She looked me earnestly. “I promise.”

Shaking with emotion, I dropped my arm to my side and let the gun clatter to the floor.

Coraline wrapped her arms around me like twin white snakes and pulled me close. “There now, you see—it’s all going to be okay, darling. So long as we have each other,” she said, pressing her cool wet mouth to mine.

She tasted like fate.

When it came, the bullet took me by surprise; she always was good at surprising me. Looking down I saw the big ugly gaping red mouth the double-barrel Derringer she held had torn in my gut. Coraline smiled at me. Eyes on that smile, I stumbled back as the pain set in, fierce as a chemical burn. It was bad. Real bad, if you want to know the truth. But it didn’t hurt me half as much as that smile, because some smiles just hurt worse than bullets.

“Silver bullets?” I asked, jaw clenched against the pain.

“Only the best for you,” she said. “I got the gun special while I was out tonight. I was going to seduce you and then kill you while you slept in my arms—send you off with a bang—but this will work too.” She thumbed the hammer back on the second barrel and took aim. “Sorry, baby.”

The second bullet caught me in the neck. It was probably intended for my head, but I had benefited from the Derringer’s well-documented lack of accuracy. It was meant for close work. A whore’s gun. Seemed appropriate.

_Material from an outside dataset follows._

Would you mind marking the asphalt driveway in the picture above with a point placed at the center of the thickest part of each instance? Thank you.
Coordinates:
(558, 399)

I collapsed on my back to the floor.

Dropping the empty pistol, Coraline moved toward me, fangs distending and eyes blackening as she came. Weak from blood loss and pain, I could only watch as she settled down atop me as she had so many times before. Only it wasn’t love she was after this time, it was death. Her fangs bit deep into my neck wound and I felt my life’s blood sucked from me in a torrent. The world grayed at the edges and I knew it was too late. This was how it would end.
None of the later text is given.